Delegates at Place West London heard that the Old Oak and Park Royal Development Corporation, which came into being on April 1 2015, is busily “getting things going” around the mega-project.
Victoria Hills, Director of the Old Oak and Park Royal Development Corporation (OPDC) laid out her an the Mayor of London’s vision for the 650 ha area. which has, as she put it, the X-Factor.
This is the X made by the intersection of HS2 and Crossrail, what will be one of the UKs busiest stations from the moment it opens, handling as many passengers as Waterloo.
This puts what is at present Europe’s most successful industrial park – in terms of occupancy and rent levels – on top of a location with the potential to host an extra 55,000 jobs, and 24,000 homes.
Hills pointed to a variety of assets – the 1.5km of prime canal waterfront, and Europe’s largest car dealership were two key examples – and said that HS2’s decision not to build a spur to Heathrow Airport was good news for Old Oak, as passengers would change there on to Crossrail.
Key to the success of the ambitious plans are pulling together landowners, creating excellent access routes not just to the north of the proposed interchange station, but also to the south and Wormwood Scrubs. This would allow many more existing local residents to use the station, spreading its benefit still further.
Utilities were also seriously important, work was already under way to fast track improvements. This will be welcome to existing tenants on Park Royal who’s worries include shortages in power and water, and slow broadband. If Hills could address those she would make many friends in the business community.
She reiterated her desire to talk to the existing business community, saying she is delighted that the chair of the Park Royal Business Group is a board member of OPDC.
What’s next? Hills will be working on the land strategy – made complicated by the multiple owners, working with partners including the local community, councils, and businesses, but chiefly “getting things going” on what she described as a “once in a lifetime opportunity for west London”.
Andrew Clarke, of Peter Brett Associates, engaged by OPDC to complete a study of transport issues and opportunities, and how improvements might be funded, what he described as a “reality check”, said that they estimated the key local transport improvements would cost around £1.5bn, and explained there was around £727m in funding available. He then, thankfully, showed how that funding gap could be cut to just £6.3m a year over the full OPDC programme horizon, and suggested Government should be able to find this.
Mike Cummings of SEGRO – one of the largest Park Royal landowoners – made some points that the Park Royal business community will have been pleased to hear. He reminded the Mayor and Government of Park Royal’s economic importance, of the key role that industrial use plays in sustaining that, and of the need to protect and enhance the park.

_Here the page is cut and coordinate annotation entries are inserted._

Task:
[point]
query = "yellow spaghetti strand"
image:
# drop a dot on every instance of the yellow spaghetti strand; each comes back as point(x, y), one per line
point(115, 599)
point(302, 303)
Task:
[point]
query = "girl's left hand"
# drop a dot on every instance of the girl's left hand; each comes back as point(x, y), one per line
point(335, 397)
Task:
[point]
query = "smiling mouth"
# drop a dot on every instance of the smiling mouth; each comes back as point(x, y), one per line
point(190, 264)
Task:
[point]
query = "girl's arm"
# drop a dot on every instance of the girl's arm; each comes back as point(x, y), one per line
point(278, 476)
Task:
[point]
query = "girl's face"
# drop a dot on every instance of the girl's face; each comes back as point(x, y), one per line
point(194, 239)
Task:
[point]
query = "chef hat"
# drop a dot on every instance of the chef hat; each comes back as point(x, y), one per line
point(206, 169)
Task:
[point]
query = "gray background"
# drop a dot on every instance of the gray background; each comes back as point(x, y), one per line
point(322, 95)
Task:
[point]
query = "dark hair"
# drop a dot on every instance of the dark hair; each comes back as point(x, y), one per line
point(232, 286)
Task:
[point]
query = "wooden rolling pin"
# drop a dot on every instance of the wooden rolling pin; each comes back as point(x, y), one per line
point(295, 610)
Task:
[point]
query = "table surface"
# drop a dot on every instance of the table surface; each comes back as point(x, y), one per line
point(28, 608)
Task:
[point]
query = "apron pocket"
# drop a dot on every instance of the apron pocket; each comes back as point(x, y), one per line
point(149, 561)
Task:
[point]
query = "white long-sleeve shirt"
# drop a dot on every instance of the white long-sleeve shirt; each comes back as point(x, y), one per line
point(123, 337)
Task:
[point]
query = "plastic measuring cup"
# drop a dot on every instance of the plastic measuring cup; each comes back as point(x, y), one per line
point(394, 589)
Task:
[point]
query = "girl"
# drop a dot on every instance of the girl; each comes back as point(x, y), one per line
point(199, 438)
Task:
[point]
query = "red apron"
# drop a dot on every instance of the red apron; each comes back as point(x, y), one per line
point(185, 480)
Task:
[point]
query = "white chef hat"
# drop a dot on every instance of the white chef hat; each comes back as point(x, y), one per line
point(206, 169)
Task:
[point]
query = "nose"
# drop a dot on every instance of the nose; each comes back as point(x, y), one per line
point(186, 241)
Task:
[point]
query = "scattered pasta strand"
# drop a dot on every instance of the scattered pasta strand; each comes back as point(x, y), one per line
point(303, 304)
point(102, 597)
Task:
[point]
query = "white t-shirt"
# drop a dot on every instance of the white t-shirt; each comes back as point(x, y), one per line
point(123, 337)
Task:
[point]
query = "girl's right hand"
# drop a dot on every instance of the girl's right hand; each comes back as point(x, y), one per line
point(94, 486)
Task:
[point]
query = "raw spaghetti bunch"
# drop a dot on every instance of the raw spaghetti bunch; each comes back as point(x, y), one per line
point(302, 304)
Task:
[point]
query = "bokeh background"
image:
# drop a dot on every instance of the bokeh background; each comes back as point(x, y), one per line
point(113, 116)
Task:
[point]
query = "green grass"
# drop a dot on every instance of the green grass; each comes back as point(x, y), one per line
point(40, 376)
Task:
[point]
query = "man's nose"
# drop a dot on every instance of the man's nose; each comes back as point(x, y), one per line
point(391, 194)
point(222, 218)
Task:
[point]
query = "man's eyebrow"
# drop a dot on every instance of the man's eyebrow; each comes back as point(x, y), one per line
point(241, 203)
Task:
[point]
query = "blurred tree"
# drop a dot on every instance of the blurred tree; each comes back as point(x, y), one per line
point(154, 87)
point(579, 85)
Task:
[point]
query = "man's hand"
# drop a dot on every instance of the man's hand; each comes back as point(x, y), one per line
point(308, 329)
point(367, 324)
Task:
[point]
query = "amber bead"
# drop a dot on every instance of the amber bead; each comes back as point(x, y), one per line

Assets in Park Royal make of 8.8% of SEGRO’s total asset base with 1250 customers using SEGRO property in the area. Building on this would help the whole city, said Cummings. “Industral development is critical to London’s infrastructure, Park Royal is critical to the delivery of good and services across London – such as food to the West End”.
“Old Oak must enhance Park Royal,” he continued. Issues in power supply, and congestion needed to be tackled, and the tension between the Mayor’s vision for intensification of use, and the customer need for “higher eaves, and bigger yards” needed to be eased.
“Park Royal can be seen as the fabric of everyday life,” said Cummings. “But we need to be mindful of how industrial can grow alongside London’s growing population”.
Then Sarah Ebanja, from the team mobilised by Queens Park Rangers to work for New Queens Park, spoke about her desire to see a new QPR stadium as “the beating heart” of the new neighbourhood at Old Oak.
She pointed out that the OAPF recognises that a stadium could be a catalyst for regeneration and development, and suggested that the regenerative power of football stadia seen in Islington (the Emirates Stadium) and, soon, in Hounslow with Brentford’s new home, could benefit the project at Old Oak.
The audience raised several thoughtful questions. To the fore were concerns over how additional road traffic servicing the new developments would combine with the already heavy load on, for example, the A40 and A406.
There is £250m of planned road improvements already in the programme which will help, and Victoria Hills said that other “more radical” ideas would be considered, including tunnelling roads through the area.